Question d’établir d’entrée de jeu la thématique, Arno y va d’un duo avec Stephan Eicher autour de Ils ont changé ma chanson (Look What They’ve Done to my Song, Ma) le vieux succès folk de Melanie. De là, Arno nous emmène de surprise en provocation, beuglant l’incroyable Ubu de son compatriote Dick Annegarn, transformant le Mother’s Little Helper des Rolling Stones en ballade désabusée (rendant admirablement l’insoutenable lassitude du personnage), et prêtant au fameux Sarah de Moustaki («La femme qui est dans mon lit n’a plus vingt ans depuis longtemps») tout le poids du blues. Si les morceaux tirés du répertoire soul et blues sont efficaces (Walkin’ The Dog, Rollin’ And Tumblin’), ils s’avèrent nettement moins essentiels, du fait qu’Arno ne s’y éloigne guère de ses modèles.

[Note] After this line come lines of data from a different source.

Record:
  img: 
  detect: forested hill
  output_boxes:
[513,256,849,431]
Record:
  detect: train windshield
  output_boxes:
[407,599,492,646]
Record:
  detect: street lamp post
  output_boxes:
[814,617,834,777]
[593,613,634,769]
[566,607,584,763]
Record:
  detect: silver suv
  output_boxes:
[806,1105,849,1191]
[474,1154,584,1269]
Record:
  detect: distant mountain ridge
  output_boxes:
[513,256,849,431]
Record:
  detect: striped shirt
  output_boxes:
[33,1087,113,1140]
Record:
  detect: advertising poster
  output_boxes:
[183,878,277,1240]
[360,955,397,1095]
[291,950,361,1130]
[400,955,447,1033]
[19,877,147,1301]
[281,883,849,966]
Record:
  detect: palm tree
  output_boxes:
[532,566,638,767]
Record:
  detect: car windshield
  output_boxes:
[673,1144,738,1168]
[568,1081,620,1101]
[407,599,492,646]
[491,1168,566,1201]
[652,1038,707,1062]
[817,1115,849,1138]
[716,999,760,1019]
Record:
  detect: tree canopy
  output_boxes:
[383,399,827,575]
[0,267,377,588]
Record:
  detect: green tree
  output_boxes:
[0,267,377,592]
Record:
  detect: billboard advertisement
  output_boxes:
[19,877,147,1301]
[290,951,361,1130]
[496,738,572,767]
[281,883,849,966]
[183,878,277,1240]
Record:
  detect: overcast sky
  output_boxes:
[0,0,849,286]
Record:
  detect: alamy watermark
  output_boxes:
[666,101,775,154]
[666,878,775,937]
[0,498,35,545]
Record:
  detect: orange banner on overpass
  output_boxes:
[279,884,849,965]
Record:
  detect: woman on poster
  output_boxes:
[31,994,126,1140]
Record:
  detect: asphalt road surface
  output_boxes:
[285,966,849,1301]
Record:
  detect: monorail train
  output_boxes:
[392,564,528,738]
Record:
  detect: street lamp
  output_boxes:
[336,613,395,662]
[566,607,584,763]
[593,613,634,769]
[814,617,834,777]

En autres mots, c’est surtout lorsqu’Arno caresse des classiques à rebrousse-poil que l’originalité de sa démarche s’impose le plus éloquemment. Pour s’en convaincre, il suffit de l’entendre décaper le vernis pop de Knowing Me, Knowing You pour nous révéler la douleur nue derrière la mélodie classique d’Abba. Ce qui aurait pu n’être que gageure s’impose comme le chemin le plus direct vers l’essence de cette chanson, et la preuve la plus tangible de l’étrange génie d’Arno.
Montréal, Arizona
Une douzaine d’années après l’original, le Québec détient maintenant sa propre version de Calexico. Pour ceux qui l’ignorerait, Calexico, c’est ce groupe qui a poussé à l’ombre des cactus de l’Arizona (à Tucson, si je ne m’abuse), créant une musique – plus canevas que chansons – à l’image de ce décor d’une impitoyable beauté. Au fil d’une poignée d’albums cousus main et enregistrés en marge de toute attente commerciale, ces sorciers du sud-ouest ont créé une mythologie sonore qui emprunte à parts égales à la musique de chambre et aux bandes-son des spaghetti-westerns de Sergio Leone.
Mais pour revenir à nos Québécois, ils ont pour nom Rodéoscopique, et pour ne pas se compliquer la vie, c’est également le titre qu’ils ont donné à leur premier album, paru le mois dernier chez Audiogram. S’entourant d’une demi-douzaine de complices (dont le brillant violoniste Guido del Fabbro et le maître du pedal steel, Rick Haworth), le multi-instrumentiste et compositeur Antoine Berthiaume nous propose rien de moins que la trame sonore d’un film qui n’existe pas, avec ses plans panoramiques, ses intérieurs clairs-obscurs et ses personnages qui transpirent sous le soleil exactement. Tout cela se déplace tranquillement, comme si un excès de mouvement constituait pour nos protagonistes une dépense d’énergie potentiellement fatale.
Si les titres soulignent la filiation far-west (Alamo, Tumbleweed, Tombstone, Éperons d’argent), Berthiaume et compagnie ont le don de taquiner les clichés sans céder tout à fait à la tentation du pastiche de Il était une fois dans l’Ouest. Leur film à eux est forcément américain, mais nous vient d’une Amérique qui n’aurait pas perdu la capacité de raconter de nouvelles histoires en s’inspirant de ses vieilles mythologies.